Неосторожное слово зажигало в нём образ дочери: сознание застило дымом и перед глазами красные угли кружились; Материн мучительно приподнимался на скамье и, не зная, куда себя деть, в нечеловеческом перенапряжении разрывал стальные «браслеты» на запястьях…
И железный этот звон похож был на высвобождение зверя из клетки.
Немели судьи… Зал немел…
– Наручники! Быстро! – кто-то визжал трусливо и отодвигался.
Однако подсудимый никого не трогал и не думал трогать, парализованный шоком от пережитого; покорно ждал, когда нацепят новые «браслеты»; молча смотрел – большими, чёрными… Конвоир невольно отворачивался. «Не глаза, а молотки! Гвозди впору забивать!»
– Ваше последнее слово? – предложили ему.
Он сказал равнодушно и поэтому особенно жутко и убедительно:
– Вы мне зверя под кожу загнали. Я вас теперь сырыми буду жрать, покуда жив.
Немало после этого было судов, приговоров. Но всегда в последнем слове он говорил одно и то же – как заклинание.
13
По крутым, заснеженным, старой гарью воняющим сопкам вышли к водоразделу – человек и белая волчица. Ветер кинул к ноздрям соблазнительный запах далёкой деревни. Дорога лежала дугой по-над берегом, сверкала слюдянистыми следами саней; конские оглодья сена виднелись у обочины; вблизи – автомобильной вонью било по носу; капли машинного масла темнели, жжёная резина – остатки колеса.
Прощаясь, Матёрый глянул в «дочкины глаза» – волчица не подпускала к себе, но и не отдалялась.
– Юська! Мне – туда! – Он показал рукою. – На мельницу мне. Будь здорова! Дай бог больше не встретиться!
Пристрелил бы тебя, дуру, да жалко: помогла ты мне в бегах. И чего ты за мной увязалась?
Уходя, он оглянулся. Почувствовал недоброе настроение зверя.
– Что глядишь, как неродная? Иди своей дорогой! Всё! Бывай здорова!..

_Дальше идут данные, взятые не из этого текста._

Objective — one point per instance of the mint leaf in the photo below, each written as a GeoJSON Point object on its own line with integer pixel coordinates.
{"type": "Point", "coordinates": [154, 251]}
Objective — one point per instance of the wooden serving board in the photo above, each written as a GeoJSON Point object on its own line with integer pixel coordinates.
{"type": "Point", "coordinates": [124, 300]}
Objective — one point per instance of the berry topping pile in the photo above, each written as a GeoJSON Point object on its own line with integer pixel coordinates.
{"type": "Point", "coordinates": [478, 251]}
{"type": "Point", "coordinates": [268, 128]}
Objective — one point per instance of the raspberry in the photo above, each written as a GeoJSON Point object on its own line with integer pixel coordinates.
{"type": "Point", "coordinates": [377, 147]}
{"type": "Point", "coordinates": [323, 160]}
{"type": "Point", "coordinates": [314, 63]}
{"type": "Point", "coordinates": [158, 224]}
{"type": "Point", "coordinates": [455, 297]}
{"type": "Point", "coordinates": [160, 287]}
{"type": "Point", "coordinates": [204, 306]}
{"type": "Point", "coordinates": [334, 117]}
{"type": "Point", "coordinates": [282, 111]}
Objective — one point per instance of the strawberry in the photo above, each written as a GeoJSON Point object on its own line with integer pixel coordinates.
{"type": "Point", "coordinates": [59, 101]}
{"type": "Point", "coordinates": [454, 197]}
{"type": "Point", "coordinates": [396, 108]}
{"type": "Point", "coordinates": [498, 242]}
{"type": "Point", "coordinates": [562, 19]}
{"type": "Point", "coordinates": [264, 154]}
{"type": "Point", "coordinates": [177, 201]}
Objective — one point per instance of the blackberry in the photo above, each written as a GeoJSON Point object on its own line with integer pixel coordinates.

И они разошлись в разные стороны дугообразной дороги. Потеряли друг друга из виду. Но где-то через полверсты Матёрый, замедляя шаг и не оборачиваясь, насторожился и вдруг услышал за спиною лёгкий стремительный бег: когти зверя хрустели по снегу – всё громче, всё ближе… Стараясь не выдать волнение, Стахей напрягся, но шел, как ни в чем не бывало… Затем он круто повернулся и – едва не опоздал рвануть ружье…
– Ах ты, мурцовка! – крикнул, нажимая на курок.
Широко разинув пасть, волчица прыгнула, выцеливая горло, но, сбитая выстрелом влёт, – кувыркнулась в воздухе и, упав, покатилась по откосу, красным шнуром разматывая кровь…
Матёрый сплюнул с сожалением и злостью. «Тепло простились, ничего не скажешь! – Он глубоко вдохнул пороховой дымок. – Ладно, может, ещё оклемается. Надо спешить. Рыжий Сынок уже, наверно, ждёт на мельнице…»
Дорога впереди была пуста, чиста. Пройдя немного, Матёрый замер: невдалеке почудился невнятный звон бубенцов. Он поспешил сойти с дороги. Встал, затаился за деревом.
Русская тройка лихих лошадей с багряно-зелёными лентами в гривах остановилась – напротив подстреляной волчицы. Какой-то плечистый и проворный человек в белой шляпе спрыгнул с облучка, взял раненого зверя на руки и осторожно погрузил в возок.
– Стоять! Стоять, родимые! – зарокотал он, успокаивая лошадей. – Никто вас не сожрёт!
Он взмахнул кнутом – сыромятина мелькнула чёрной молнией – и тройка поскакала дальше.
Выйдя из укрытия, Матёрый чуть не присвистнул от изумления. «Ни фига! Силён мужик! Мороз уши в трубочку скручивает, а он в белой шляпе мотается! Фраер!.. И чего это он Юську так бережно взял на руки? На белую шкуру, наверно, позарился, да побоялся испачкаться кровью».